Statistical accuracy of the ensemble Kalman filter in the near-linear setting
E. Calvello, J. A. Carrillo, F. Hoffmann, P. Monmarché, A. M. Stuart, U. Vaes
TL;DR
This work analyzes state estimation from partial, noisy observations, where particle filters struggle in high dimensions due to weight collapse and the ensemble Kalman filter (EKF) provides equal-weight particles as an alternative. It adopts a mean-field perspective to derive a nonlinear, nonautonomous update on the law of the state, linking finite-$J$ EKF dynamics to a mean-field map $\mathsf T$ that is exact on Gaussian measures via $\mathsf T(\pi, y^{\dagger})=\mathsf B(\pi, y^{\dagger})$ for $\pi$ Gaussian. The main results include a stability bound $\mathrm d_g(\mu^{\rm EK}_N, \mu_N) \le C\max_n \mathrm d_g(\mathsf Q\mathsf P\mu_n, \mathsf G\mathsf Q\mathsf P\mu_n)$ and a finite-$J$ error bound $(\mathbb E|\mu^{\rm EK,J}_N[\varphi]-\mu_N[\varphi]|^2)^{1/2} \le C(1/\sqrt{J}+\varepsilon)$ under affine baselines and small perturbations, with the constants growing with the horizon $N$. The results extend accuracy analysis beyond the linear Gaussian setting and suggest directions for long-time behavior, continuous-time variants, and inverse problems.
Abstract
Estimating the state of a dynamical system from partial and noisy observations is a ubiquitous problem in a large number of applications, such as probabilistic weather forecasting and prediction of epidemics.
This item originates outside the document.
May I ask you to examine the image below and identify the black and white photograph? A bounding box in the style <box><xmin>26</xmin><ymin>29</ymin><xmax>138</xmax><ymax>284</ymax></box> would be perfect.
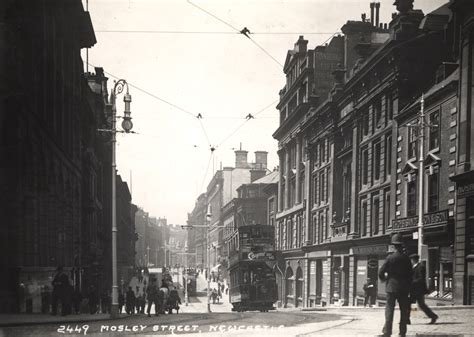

Particle filters are a widely adopted approach to the problem and provide provably accurate approximations of the statistics of the state, but they perform poorly in high dimensions because of weight collapse. The ensemble Kalman filter does not suffer from this issue, as it relies on an interacting particle system with equal weights. Despite its wide adoption in the geophysical sciences, mathematical analysis of the accuracy of this filter is predominantly confined to the setting of linear dynamical models and linear observations operators, and analysis beyond the linear Gaussian setting is still in its infancy. In this short note, we provide an accessible overview of recent work in which the authors take first steps to analyze the accuracy of the filter beyond the linear Gaussian setting.